BOSTON (WHDH) - An investigation is underway after a young student says she was smacked in the face with a laptop back in April.

A 13-year-old Boston Public School student needed five stitches in her forehead after she says a classmate attacked her with a Chromebook laptop at the Murphy School on April 28.

“When I saw her bleeding like that, it brought tears to my eyes. To imagine your child in such pain,” said her mom Karen Pham. “She didn’t do anything. She didn’t deserve it.”

Pham’s daughter is not the only one.

On May 2, a girl was hit over the head with a Chromebook more than six times by a former friend at the Kilmer School. The following day a Boston Latin Academy boy was struck in a similar manner for allegedly sitting in a seat the suspect wanted.

These allegations are raising alarm about the state of school safety in the city.

“We are in a difficult, stressful time for many of our young people who, as their families have absorbed stress in the pandemic, have had to find ways to cope with that,” Mayor Michelle Wu said. “The data overall does not show an increase in incidents over previous years.”

In each case, reports show it was the victims, not the schools, who contacted the police.

“They did not call the police which baffled me because he clearly attacked her. He hit her once, then thought about it and hit her again,” Pham said.
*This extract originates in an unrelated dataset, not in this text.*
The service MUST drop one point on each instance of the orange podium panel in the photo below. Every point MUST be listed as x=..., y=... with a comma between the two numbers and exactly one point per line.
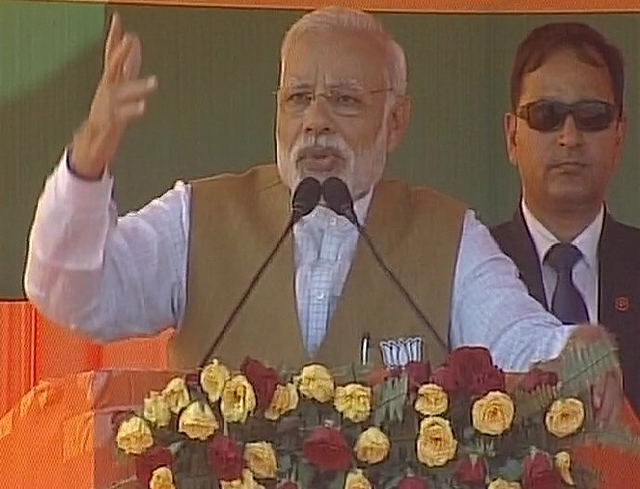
x=59, y=435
This prompted Pham to get an attorney and file an official complaint of negligence. She is hoping to get financial damages for what her daughter went through.

“Frankly, I wouldn’t be surprised if they deliberately were not reporting it. I don’t think it’s to avoid a police response. I just think they’re overwhelmed and don’t know how to handle it,” said Pham’s attorney John Peck.

7NEWS brought that concern to the superintendent.

“We will call police when we need to when we think it raises to that level,” said Boston Schools Superintendent Brenda Cassellius. “Then we will work with our families and contact our school leaders.”

Pham said now her teenager is scarred both physically and emotionally from her experience and she says the district is to blame.

“It’s absolute trash the way they’re handling it,” she said.

Boston Public Schools no longer have police officers in the buildings. Instead, they employ safety specialists who have no power to arrest.